Persons Testifying (Health & Long-Term Care): PRO: Representative Cody, prime sponsor; Jane Chung, Legal Voice; Christine Koscis, Seattle resident and patient; Elizabeth Patrick, Baptist Minister.

CON: Pia De Solenny, Diothima Consulting; John Geis, Family Policy Institute of WA; Ed Stanley, Human Life of WA; Paul Robertson, Mercer Island resident; Bob Struble, Knights of Columbus.

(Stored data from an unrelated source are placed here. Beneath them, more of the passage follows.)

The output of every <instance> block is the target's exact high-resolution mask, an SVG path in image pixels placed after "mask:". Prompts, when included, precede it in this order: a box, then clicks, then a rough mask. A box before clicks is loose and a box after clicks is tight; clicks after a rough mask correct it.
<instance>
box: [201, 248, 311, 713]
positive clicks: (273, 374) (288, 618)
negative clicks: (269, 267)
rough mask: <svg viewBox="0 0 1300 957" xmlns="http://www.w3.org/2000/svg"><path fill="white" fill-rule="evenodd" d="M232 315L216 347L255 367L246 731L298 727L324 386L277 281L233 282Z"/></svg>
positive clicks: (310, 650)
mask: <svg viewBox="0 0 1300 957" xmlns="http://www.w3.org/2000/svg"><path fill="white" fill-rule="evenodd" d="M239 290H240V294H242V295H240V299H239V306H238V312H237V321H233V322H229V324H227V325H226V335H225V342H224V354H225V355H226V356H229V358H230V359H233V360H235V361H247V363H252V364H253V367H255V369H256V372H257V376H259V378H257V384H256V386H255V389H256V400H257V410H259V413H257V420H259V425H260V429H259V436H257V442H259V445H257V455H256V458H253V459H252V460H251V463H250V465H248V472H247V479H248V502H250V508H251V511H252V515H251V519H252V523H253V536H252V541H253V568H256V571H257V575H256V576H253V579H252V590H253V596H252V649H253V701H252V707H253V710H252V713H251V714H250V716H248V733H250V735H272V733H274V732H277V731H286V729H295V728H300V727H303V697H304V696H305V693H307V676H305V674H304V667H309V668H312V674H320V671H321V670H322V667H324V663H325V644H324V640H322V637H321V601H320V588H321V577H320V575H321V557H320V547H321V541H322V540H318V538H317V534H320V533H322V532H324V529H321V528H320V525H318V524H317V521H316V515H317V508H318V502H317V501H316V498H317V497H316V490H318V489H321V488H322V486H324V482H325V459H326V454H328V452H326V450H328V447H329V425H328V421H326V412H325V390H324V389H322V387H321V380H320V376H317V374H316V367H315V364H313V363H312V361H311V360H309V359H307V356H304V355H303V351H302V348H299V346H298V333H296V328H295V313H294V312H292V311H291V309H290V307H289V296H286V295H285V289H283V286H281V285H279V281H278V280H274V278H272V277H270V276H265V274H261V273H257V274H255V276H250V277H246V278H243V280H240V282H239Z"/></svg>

Staff Summary of Public Testimony (Ways & Means): PRO: The bill protects women’s reproductive autonomy. The state is protected from any loss of federal funds. Loss of federal funds is remote, if nonexistent. Insurance costs will not increase; savings will result. By Initiative 120 in 1991, the voters of the state established state policy on this subject. The bill is necessary to guarantee access to services.

CON: This bill will increase insurance premiums to pay for the mandated coverage. Six billion dollars of federal funds are at risk. This is a nonessential and voluntary service. This legislation violates religious beliefs and the U.S. Constitution. Abortion devastates our families and our society. Expanding insurance mandates will increase public costs. This violates faith, freedom of religion and conscience, and federal law. The bill is unnecessary because all current insurance policies in the state cover this service. This new insurance mandate will discourage the location of new businesses in this state.

Persons Testifying (Ways & Means): PRO: Melanie Smith, NARAL Pro Choice WA; Lisa Stone, Legal Voice.

CON: John Geis, Family Policy Institute; Jeanne Belmonte, Julie Covell, Gellert Dornay, Della O’Halloran, Paul Robertson, citizens.